Growing up in Milwaukee, Wisconsin, Gordon Zahn was in most respects a traditional Catholic—except in his inability to reconcile the teachings of Christ with orders to kill his fellow humans. In 1942 he declared himself a conscientious objector, though no priest or bishop would support his stand. He was assigned to a work camp for Catholic conscientious objectors, supported by the Catholic Worker. Afterward he had trouble finding a Catholic college that would accept him. Nevertheless, he earned a doctorate in sociology and taught at several universities.

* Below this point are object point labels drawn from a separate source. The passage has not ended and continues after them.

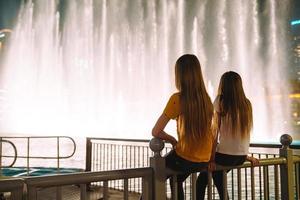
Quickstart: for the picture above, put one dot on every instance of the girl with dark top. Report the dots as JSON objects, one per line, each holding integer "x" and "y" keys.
{"x": 234, "y": 113}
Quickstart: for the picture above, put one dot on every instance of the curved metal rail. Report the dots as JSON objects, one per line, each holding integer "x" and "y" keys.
{"x": 15, "y": 152}
{"x": 58, "y": 157}
{"x": 42, "y": 137}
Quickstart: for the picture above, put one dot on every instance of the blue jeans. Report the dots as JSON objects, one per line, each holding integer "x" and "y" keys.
{"x": 184, "y": 167}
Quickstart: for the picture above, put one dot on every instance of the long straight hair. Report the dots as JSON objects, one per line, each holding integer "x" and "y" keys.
{"x": 195, "y": 103}
{"x": 234, "y": 103}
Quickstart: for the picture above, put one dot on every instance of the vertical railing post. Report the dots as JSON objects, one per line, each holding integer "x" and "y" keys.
{"x": 88, "y": 157}
{"x": 286, "y": 171}
{"x": 158, "y": 165}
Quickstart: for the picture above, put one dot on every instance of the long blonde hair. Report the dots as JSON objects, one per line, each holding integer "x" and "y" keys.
{"x": 234, "y": 103}
{"x": 195, "y": 103}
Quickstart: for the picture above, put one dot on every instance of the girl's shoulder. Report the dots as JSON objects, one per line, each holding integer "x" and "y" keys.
{"x": 217, "y": 103}
{"x": 175, "y": 96}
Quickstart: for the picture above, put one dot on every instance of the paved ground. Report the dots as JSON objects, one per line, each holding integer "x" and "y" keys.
{"x": 73, "y": 193}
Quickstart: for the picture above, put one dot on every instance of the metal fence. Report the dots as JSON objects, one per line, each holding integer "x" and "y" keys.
{"x": 276, "y": 177}
{"x": 110, "y": 154}
{"x": 15, "y": 149}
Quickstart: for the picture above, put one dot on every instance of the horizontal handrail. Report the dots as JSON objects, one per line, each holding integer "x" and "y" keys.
{"x": 247, "y": 164}
{"x": 87, "y": 177}
{"x": 294, "y": 145}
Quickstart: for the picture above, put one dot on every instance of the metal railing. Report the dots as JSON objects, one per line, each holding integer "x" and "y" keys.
{"x": 14, "y": 156}
{"x": 104, "y": 154}
{"x": 27, "y": 142}
{"x": 285, "y": 179}
{"x": 278, "y": 178}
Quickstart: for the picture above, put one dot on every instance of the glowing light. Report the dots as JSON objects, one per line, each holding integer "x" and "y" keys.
{"x": 295, "y": 22}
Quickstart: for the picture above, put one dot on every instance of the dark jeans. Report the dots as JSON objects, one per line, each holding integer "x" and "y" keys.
{"x": 184, "y": 167}
{"x": 220, "y": 159}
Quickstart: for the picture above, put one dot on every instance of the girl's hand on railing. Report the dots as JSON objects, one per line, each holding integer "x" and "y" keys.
{"x": 211, "y": 166}
{"x": 254, "y": 161}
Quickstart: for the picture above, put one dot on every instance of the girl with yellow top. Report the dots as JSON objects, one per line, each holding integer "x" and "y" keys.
{"x": 192, "y": 109}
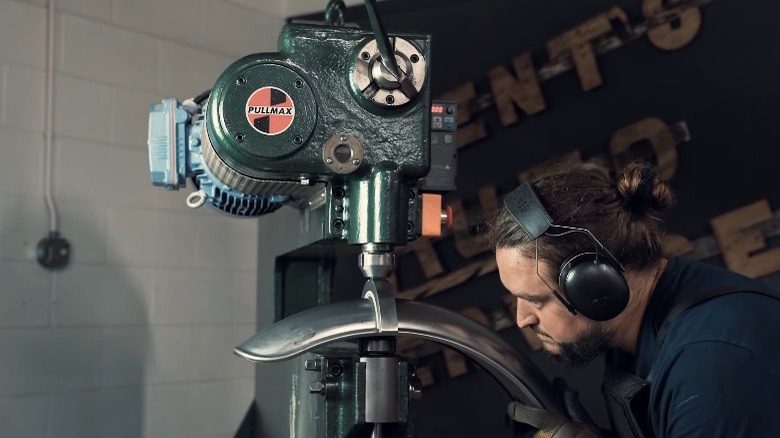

In 1963 his book German Catholics and Hitler’s Wars showed how Germany’s bishops, through their general exhortations of loyal obedience to authority, had become instruments of Nazi power. This was followed by In Solitary Witness, which recovered the lost story of Franz Jägerstätter, an Austrian peasant executed for his refusal to serve in Hitler’s army. Zahn’s work, including his personal lobbying, was influential in moving the Council Fathers at Vatican II to support recognition of the right of conscientious objection.
Zahn worked tirelessly in the cause for peace, helping to found Pax Christi USA. In later years he suffered from Alzheimer’s—and thus was unable to recognize the significance of an invitation in October 2007 to attend the beatification of Franz Jägerstätter. He died two months later on December 9.
“All Christians, whether they realize it or not, have that vocation (in the full religious sense) of serving the cause of peace and, by logical extension, the obligation to oppose war.”